Críticas AdoroCinema
4,0
Muito bom
Amor Pleno

Entre o romance e a fé

por Lucas Salgado

Com 40 anos de carreira, Terrence Malick realizou apenas seis filmes, chegando a ter 20 anos de intervalo entre produções (no caso, entre Cinzas no ParaísoAlém da Linha Vermelha). Em 2011, realizou o primoroso A Árvore da Vida e já no ano seguinte lançou Amor Pleno. Tal curto intervalo é algo inédito na carreira do cineasta, sendo inevitável não considerar o novo filme como uma espécie de continuação do anterior. Não é totalmente o caso, embora o estilo e parte da temática se repita, mas uma coisa é certa: é muito difícil que uma pessoa que tenha se encantado por A Árvore da Vida não goste de Amor Pleno. E o inverso também é verdadeiro: se não foi tocado pelo anterior, é difícil que se envolva com o atual.

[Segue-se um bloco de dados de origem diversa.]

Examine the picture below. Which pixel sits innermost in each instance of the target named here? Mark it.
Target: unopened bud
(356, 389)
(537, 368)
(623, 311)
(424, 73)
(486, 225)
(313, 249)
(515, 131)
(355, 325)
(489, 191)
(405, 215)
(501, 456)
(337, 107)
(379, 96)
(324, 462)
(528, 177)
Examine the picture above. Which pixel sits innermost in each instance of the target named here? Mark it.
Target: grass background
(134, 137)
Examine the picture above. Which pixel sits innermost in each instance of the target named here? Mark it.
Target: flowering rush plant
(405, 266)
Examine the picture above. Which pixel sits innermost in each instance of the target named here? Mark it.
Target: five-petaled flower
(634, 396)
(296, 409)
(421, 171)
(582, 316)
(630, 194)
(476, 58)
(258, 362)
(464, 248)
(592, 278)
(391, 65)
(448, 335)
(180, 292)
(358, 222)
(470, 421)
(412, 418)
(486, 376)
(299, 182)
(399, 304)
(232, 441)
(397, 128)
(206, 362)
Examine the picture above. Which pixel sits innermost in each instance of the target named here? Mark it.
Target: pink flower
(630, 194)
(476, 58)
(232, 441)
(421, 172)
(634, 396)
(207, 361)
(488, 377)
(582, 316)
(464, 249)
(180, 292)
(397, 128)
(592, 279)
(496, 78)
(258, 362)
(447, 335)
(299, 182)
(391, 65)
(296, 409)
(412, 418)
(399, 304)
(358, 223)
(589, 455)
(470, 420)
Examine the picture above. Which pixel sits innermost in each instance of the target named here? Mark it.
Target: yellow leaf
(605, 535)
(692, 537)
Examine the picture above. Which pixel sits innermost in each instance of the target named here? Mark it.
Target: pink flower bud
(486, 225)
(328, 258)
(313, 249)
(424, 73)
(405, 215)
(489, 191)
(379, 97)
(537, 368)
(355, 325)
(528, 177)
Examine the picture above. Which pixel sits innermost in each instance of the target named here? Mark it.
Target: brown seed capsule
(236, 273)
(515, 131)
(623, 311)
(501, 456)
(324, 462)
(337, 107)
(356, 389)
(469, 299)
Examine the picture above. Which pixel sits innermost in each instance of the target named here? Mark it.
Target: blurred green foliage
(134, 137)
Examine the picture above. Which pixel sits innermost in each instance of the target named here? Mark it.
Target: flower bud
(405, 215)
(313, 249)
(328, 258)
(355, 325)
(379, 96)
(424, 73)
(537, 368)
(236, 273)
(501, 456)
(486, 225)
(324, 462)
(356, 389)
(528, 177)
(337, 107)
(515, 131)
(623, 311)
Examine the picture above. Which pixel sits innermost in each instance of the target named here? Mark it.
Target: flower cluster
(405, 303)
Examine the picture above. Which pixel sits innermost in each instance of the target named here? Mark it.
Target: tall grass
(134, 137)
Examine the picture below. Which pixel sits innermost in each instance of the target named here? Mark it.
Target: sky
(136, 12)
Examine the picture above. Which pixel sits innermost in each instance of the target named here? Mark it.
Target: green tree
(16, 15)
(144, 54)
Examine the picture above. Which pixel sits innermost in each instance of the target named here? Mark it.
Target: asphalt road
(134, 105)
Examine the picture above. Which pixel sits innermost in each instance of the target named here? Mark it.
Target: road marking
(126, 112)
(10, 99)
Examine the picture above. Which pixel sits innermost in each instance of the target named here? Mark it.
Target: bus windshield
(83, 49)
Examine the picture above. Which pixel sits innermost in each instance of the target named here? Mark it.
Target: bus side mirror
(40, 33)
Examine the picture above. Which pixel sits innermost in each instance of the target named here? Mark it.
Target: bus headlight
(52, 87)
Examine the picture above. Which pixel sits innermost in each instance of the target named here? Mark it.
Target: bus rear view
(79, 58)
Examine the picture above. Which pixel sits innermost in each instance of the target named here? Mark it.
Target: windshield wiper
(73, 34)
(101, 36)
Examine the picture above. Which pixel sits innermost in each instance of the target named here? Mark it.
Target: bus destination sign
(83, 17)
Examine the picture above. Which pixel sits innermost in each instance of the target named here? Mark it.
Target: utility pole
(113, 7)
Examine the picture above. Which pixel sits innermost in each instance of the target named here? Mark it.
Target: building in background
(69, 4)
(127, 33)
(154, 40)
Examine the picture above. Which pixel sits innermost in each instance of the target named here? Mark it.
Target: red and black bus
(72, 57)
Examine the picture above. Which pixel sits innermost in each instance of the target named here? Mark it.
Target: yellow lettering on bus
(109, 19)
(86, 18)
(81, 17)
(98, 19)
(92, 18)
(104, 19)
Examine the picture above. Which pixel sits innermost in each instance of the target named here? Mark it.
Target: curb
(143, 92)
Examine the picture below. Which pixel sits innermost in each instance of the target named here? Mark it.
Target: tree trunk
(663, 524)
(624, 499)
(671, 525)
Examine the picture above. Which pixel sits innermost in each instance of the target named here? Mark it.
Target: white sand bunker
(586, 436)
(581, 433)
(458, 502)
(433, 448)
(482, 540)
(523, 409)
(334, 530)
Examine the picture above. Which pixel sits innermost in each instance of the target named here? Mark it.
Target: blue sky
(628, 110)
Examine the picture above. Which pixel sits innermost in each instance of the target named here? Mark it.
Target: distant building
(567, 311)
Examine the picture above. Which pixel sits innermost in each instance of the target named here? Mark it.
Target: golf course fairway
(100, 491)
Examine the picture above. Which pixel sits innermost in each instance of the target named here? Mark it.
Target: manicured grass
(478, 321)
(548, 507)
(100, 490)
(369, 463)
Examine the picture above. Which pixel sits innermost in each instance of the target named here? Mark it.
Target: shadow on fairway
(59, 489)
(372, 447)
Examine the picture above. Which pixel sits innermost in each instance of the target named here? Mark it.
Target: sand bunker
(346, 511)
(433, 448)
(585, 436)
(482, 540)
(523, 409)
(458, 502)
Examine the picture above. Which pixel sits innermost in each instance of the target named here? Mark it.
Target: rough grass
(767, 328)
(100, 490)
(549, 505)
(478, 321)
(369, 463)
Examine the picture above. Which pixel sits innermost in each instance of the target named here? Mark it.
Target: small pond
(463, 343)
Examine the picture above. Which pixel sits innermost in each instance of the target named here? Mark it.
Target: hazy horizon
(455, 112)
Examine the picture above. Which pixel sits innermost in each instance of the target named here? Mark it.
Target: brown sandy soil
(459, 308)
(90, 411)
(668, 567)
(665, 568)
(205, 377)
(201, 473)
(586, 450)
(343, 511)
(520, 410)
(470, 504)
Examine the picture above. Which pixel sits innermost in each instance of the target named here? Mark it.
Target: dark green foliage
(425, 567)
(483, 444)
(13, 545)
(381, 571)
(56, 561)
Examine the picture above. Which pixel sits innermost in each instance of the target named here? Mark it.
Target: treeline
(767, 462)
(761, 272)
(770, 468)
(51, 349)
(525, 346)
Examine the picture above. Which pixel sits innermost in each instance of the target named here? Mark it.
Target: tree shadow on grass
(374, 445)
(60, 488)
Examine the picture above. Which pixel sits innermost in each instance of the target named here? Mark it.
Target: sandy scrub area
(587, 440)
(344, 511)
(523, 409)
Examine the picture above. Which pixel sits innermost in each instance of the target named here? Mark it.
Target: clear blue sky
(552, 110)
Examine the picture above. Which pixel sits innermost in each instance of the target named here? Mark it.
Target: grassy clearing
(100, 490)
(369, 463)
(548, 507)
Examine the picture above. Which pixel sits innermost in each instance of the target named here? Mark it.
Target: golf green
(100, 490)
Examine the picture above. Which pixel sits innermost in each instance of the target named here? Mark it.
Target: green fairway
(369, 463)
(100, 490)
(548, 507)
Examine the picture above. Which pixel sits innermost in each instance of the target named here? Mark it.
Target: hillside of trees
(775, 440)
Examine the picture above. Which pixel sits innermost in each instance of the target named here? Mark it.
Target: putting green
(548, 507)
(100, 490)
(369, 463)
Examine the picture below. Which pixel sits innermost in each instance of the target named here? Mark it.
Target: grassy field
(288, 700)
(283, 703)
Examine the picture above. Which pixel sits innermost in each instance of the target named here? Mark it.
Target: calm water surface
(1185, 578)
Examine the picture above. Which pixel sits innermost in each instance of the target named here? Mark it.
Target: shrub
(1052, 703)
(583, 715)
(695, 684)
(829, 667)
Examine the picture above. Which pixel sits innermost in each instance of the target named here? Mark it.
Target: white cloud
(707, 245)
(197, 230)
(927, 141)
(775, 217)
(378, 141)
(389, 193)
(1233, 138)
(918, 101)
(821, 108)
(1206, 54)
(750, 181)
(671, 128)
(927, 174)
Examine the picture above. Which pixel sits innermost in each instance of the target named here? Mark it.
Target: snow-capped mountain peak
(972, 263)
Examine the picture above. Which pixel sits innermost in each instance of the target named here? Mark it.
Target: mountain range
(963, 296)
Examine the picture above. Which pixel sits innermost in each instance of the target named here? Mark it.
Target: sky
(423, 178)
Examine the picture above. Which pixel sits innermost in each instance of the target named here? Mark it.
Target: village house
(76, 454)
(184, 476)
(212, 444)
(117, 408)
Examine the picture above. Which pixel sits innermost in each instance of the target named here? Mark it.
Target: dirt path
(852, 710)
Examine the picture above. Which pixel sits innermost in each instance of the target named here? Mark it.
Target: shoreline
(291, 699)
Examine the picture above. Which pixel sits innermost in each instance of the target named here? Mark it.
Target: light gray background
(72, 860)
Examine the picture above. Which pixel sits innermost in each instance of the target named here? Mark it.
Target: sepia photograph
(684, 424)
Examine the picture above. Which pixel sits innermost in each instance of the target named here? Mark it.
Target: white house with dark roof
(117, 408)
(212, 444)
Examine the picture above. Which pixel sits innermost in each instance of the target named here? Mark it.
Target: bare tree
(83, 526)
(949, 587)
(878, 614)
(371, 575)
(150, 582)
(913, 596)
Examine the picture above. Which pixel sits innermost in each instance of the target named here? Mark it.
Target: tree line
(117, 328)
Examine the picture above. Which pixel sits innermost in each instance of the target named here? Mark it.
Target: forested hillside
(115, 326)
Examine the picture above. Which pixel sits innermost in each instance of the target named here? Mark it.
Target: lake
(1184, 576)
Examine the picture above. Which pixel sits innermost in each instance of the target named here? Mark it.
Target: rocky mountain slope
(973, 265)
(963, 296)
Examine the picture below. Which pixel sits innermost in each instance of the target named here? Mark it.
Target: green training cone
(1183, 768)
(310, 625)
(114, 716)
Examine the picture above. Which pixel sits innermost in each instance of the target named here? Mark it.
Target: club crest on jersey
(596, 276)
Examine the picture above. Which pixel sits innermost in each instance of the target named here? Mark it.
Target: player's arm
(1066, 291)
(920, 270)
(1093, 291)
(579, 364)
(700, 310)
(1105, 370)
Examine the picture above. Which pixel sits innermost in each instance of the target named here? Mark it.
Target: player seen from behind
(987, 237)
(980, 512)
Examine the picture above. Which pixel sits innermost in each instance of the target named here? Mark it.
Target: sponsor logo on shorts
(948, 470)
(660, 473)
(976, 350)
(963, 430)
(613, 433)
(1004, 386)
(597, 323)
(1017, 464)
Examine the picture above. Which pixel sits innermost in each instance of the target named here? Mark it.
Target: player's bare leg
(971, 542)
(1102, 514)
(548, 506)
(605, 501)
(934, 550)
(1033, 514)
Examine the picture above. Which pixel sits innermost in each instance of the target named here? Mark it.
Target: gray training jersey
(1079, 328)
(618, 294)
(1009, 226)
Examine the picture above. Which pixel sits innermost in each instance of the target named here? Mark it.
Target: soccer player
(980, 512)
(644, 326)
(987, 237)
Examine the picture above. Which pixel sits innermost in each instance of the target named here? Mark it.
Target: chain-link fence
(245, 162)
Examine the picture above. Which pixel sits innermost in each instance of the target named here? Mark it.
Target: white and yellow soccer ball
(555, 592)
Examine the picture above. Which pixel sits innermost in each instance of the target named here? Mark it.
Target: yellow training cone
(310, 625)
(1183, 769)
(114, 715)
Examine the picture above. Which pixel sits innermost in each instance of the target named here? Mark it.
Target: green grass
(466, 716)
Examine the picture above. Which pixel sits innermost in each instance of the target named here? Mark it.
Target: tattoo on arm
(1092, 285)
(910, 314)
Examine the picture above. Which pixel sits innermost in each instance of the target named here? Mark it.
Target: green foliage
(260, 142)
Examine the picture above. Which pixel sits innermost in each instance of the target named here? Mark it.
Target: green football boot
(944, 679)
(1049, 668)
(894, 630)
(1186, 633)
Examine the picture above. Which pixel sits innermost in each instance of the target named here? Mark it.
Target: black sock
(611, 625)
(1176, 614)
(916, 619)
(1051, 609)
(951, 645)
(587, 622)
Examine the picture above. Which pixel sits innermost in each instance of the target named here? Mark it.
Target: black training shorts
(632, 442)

Mais uma vez em sua filmografia, Malick dá mais importância ao lado sensorial de seu filme do que ao narrativo. Ele confia no espectador o bastante para não precisar mastigar e já dar a comida pronta. Assim, o diretor filma o amor, e a dor, como nenhum outro. Em um romance tradicional, o público se envolve com a história e com o nascimento de uma relação entre duas pessoas. Em uma obra como Amor Pleno, o espectador se envolve com o sentimento por trás daquela paixão. Com a ajuda do extraordinário diretor de fotografia Emmanuel Lubezki, Malick faz com que a plateia, ao menos aquela aberta a seus filmes, se entregue de corpo e alma.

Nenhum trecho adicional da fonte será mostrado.